Eine Realität in der es
schwer fällt, die Guten und Bösen eindeutig auszumachen
Allgemein stellt sich die
Situation vor Ort als eine hochkomplex Realität dar, in der es sehr schwierig
erscheint, die Guten und die Bösen eindeutig auszumachen. Wie so oft sind es
allerdings die ärmeren Teile der Bevölkerung, die am meisten unter der Krise zu
leiden haben. Neben dem Schaden durch zerstörte Infrastruktur wie
Krankenstationen, Rathäuser oder Sportplätze trifft die Menschen die
wirtschaftliche Lage und die Verteuerung der Produkte. Andererseits hat der
Konflikt zahlreiche Gemeinden und sogar Familien tief gespalten. Einem
kommunalen Radio hat die lokale Verwaltung mit dem Entzug der Lizenz gedroht,
sollte dort zu den Protesten gegen die Regierung aufgerufen werden. Andererseits
haben die Anhänger der Alianza Civica (Bündnis von Oppositionsgruppen) damit
gedroht das Radio anzuzünden, würde dort nicht klar gegen die Regierung
Stellung bezogen. Es gab Nächte bei denen Bewaffnete und Vermummte von den
Tranques in der Nähe des Radios aufgetaucht sind.
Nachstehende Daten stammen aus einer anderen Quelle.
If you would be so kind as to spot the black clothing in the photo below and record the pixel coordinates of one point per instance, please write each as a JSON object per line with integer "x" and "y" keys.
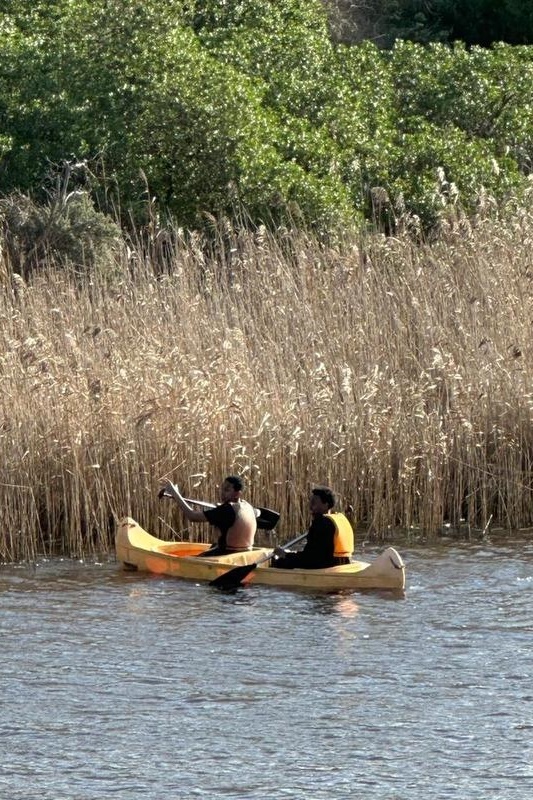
{"x": 221, "y": 517}
{"x": 318, "y": 551}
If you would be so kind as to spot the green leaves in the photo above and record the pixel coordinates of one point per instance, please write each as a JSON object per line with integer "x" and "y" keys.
{"x": 202, "y": 106}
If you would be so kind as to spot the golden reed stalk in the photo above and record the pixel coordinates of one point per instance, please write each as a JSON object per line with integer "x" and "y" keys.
{"x": 399, "y": 374}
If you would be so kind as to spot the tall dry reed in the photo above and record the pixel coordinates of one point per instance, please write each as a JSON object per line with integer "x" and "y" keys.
{"x": 399, "y": 374}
Passiert ist jedoch zum Glück
nichts.
Leben mit den Wunden der
Konfliktes
Überparteilich arbeitenden
Organisationen wie das Movimiento Comunal Nicaragüense arbeiten daran, zum
Beispiel durch Initiativen für eine Kultur des Friedens und der Gewaltfreiheit
die Einheit der Gemeinden zu erhalten und Konflikte zu überwinden.
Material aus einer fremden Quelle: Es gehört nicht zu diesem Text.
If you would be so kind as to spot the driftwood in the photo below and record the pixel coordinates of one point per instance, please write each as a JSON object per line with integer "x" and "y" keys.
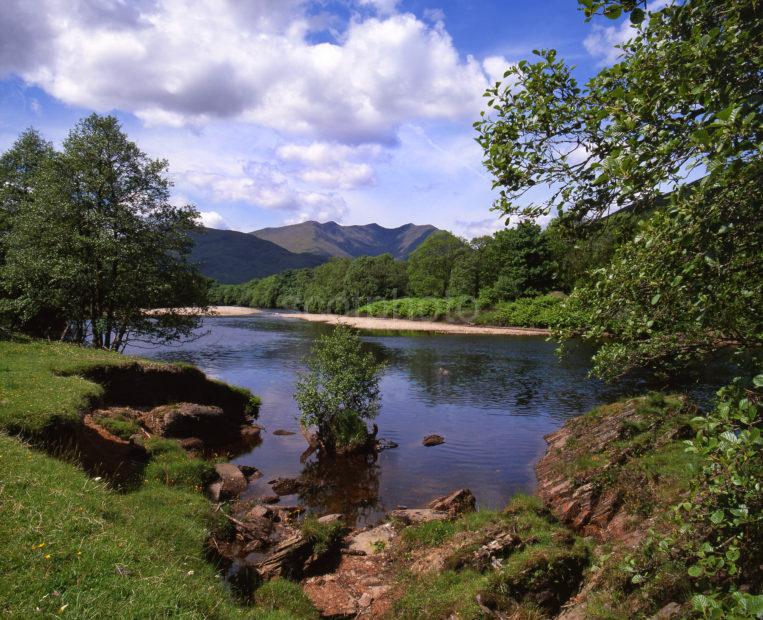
{"x": 288, "y": 559}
Trotz aller Schwierigkeiten
sind die Anstrengungen der Regierung, die wirtschaftlichen Folgen für die
Bevölkerung abzumildern und die Sozialprogramme aufrecht zu erhalten
unübersehbar. Gerade das Ministerium für Gesundheit zeigt Präsenz durch
Aufklärungskampagnen, kostenlosen Impfungen und dem Einsatz mobiler Kliniken.
Auch die Programme für die Schulspeisungen laufen weiter, was von vielen
Menschen auf dem Land explizit honoriert wird.
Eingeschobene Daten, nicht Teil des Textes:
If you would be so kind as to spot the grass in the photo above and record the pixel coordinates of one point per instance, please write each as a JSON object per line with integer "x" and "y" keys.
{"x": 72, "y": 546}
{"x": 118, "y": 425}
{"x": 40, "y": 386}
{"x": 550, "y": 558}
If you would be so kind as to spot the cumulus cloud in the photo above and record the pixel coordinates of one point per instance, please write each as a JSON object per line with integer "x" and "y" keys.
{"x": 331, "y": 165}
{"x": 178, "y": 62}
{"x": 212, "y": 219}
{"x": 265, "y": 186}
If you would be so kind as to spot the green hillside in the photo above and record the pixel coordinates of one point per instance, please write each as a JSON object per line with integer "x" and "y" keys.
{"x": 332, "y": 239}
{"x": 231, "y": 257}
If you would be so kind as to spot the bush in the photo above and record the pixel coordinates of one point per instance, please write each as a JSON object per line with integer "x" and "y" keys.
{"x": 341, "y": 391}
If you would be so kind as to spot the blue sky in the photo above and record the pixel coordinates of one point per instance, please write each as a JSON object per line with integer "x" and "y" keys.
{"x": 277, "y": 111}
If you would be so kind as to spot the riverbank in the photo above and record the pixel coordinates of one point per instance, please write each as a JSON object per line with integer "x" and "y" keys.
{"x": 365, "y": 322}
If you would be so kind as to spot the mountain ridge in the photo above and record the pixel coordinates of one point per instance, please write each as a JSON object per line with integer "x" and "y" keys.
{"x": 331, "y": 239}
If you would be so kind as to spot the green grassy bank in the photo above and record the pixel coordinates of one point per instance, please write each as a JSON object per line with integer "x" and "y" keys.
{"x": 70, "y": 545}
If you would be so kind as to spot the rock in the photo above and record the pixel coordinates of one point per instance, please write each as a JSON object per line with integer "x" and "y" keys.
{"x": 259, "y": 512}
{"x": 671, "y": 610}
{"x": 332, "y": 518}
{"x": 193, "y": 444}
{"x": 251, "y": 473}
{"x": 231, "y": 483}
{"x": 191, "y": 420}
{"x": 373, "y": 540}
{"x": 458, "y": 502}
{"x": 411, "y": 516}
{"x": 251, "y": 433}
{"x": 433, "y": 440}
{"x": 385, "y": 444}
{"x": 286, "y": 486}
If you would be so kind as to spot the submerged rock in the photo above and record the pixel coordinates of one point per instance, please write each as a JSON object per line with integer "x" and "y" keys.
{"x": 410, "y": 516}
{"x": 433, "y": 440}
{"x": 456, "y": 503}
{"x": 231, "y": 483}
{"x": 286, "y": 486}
Äußerlich scheint sich das
Nicaragua 2019 von dem Nicaragua 2017 nicht großartig zu unterscheiden. Das
Leben geht seinen Gang und es gibt wieder ein gewisses Maß an Sicherheit. Auch
das Auswärtige Amt hat seine Reisewarnungen für das mittelamerikanische Land
aufgehoben. Niemand mit dem man spricht, möchte eine Wiederholung der
Ereignisse des Jahres 2018.
Dennoch sind lassen sich
hinter dieser Oberfläche die Wunden des Konfliktes nur schwer verdecken. So
patrouillieren in einigen Städten Nachts mit Maschinengewehren bewaffnete
Männer auf Motorrädern die Straßen. Oft sind diese wenig qualifiziert für ihrer
Tätigkeit und gehen sehr willkürlich gegen die Bevölkerung vor.
Demonstrationen, auch wenn sie konkreten Anliegen dienen, und nicht den Sturz
der Regierung im Sinn haben, können nach wie vor nicht durchgeführt
werden.
Vom Dialog der derzeit in der
Hauptstadt Managua stattfindet ist kein großer Durchbruch zu erwarten. Zu
hoffen ist lediglich, auf die Freilassung der Gefangenen. Diese wäre kein
Resultat der Macht und des Einflusses der Opposition sondern scheint lediglich von
der Gnade der Regierung abzuhängen. So hat die Alianza Civica politisch
keinerlei Druckmittel in der Hand. Faktisch haben deren Vertreter*innen auch
wenig Einfluss auf die im Dialog thematisierten und von den den USA und EU
angedrohten Sanktionen. Die in den Verhandlungen anwesenden Akteure
repräsentieren darüber hinaus eher die Interessen einer kleinen Elite als die
der Bevölkerung. Selbst wenn es gelingen sollte im Jahre 2021 mehr oder weniger
transparente Wahlen durchzuführen, muss befürchtet werden, dass die unterlegene
Seite den Sieg der jeweils anderen nicht anerkennen wird. Angesichts der
polarisierten Lage sind bei einem Machtwechsel auch Racheaktion gegen Menschen
die vermeintlich dem Sandinismus nahestehen, keineswegs auszuschließen.